Hubo un domingo en que yo salí a dar un paseo. Suelo hacerlo siempre que puedo. Tengo la suerte de que cerca de casa hay un parque lo suficientemente amplio como para pasear, correr, disfrutar de un libro bajo las copas de los árboles, hacer gimnasia con aparatos que han puesto desde hace ya algún tiempo los ayuntamientos para sumarse a lo de “la vida en forma”, y más cosas.
Ese día mi mujer, junto a mi hija, se iban a ir de
casa porque habían quedado a comer. Como salí tarde, me despedí de ellas, pues
al volver al cabo de una hora aproximadamente, no esperaba encontrármelas.
Total, que cuando volví y abrí la puerta, ahí estaba la niña.
No se habían marchado todavía. Me estaba mirando con una cara entre alegre y pícara.

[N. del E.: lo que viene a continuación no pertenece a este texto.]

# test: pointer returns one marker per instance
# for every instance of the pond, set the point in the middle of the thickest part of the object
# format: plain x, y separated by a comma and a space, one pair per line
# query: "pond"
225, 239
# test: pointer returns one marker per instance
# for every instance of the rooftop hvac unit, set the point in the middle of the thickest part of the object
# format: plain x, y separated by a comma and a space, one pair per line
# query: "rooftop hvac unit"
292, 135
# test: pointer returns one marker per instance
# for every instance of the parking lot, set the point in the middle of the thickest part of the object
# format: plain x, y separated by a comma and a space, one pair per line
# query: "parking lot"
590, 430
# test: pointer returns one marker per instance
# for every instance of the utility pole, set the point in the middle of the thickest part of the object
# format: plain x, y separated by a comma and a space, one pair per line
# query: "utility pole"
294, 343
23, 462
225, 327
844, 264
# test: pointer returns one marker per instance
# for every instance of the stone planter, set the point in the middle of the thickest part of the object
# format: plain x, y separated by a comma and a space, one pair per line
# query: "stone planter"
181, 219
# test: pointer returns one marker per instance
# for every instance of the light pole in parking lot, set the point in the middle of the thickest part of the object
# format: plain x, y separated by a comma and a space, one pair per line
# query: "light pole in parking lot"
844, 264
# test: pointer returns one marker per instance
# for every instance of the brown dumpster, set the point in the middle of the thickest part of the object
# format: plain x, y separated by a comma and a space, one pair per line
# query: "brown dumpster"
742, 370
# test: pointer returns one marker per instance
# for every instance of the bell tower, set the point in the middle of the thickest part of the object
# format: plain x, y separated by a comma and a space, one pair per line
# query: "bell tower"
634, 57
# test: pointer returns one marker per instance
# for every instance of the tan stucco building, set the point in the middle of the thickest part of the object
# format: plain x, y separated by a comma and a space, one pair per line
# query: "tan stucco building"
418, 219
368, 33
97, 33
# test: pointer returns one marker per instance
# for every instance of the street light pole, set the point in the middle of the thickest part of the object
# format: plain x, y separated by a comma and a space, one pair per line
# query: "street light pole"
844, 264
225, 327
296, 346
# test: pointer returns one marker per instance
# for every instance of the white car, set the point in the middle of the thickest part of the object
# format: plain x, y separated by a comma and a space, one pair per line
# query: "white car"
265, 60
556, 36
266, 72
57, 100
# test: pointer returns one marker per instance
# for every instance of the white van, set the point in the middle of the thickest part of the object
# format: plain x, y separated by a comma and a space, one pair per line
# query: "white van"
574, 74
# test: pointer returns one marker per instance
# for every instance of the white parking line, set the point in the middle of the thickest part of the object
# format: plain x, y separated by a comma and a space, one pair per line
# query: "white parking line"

Y tanto me sorprendió que le dije:
-¡Pero bueno! ¿Qué haces aquí?
Lo dije con cara alegre y en un tono jovial y
alegre.
De pronto, la cara de mi hija, con 2 años y 9 meses, pasó, de
esa alegría que tenía inmediatamente antes, a la seriedad; y en lugar de ir hacía mí para darme un
abrazo, como solía hacer, se volvió a los juguetes que tenía esparcidos por
casa, se puso seria y me dio la espalda. Tanta fue su reacción, que por mucho
que yo la decía algo, ella no me contestaba. No sabiendo muy bien porque tenía
ese extraño comportamiento, seguí como si tal cosa. “Ya se le pasará”, pensé.
Pero no se le pasaba.
Entre mi mujer y yo caímos en la cuenta. ¡Había entendido
literalmente mis palabras! Creía que en lugar de alegrarme de que ella
estuviera allí, me suponía un disgusto, o un fastidio el que ella anduviera
todavía por casa.
Tratando de desandar lo andado, mi mujer y yo le explicamos
que lo que yo había dicho era porque me sorprendía y me alegraba mucho, no lo
que ella había pensado. ¡Abracadabra! Nada más oír la explicación, a la que no
tenía yo mucha fe que digamos, pues no pensaba que fuera a entenderla, se puso
a jugar conmigo a estar a mi lado y allí se mantuvo hasta que se fueron.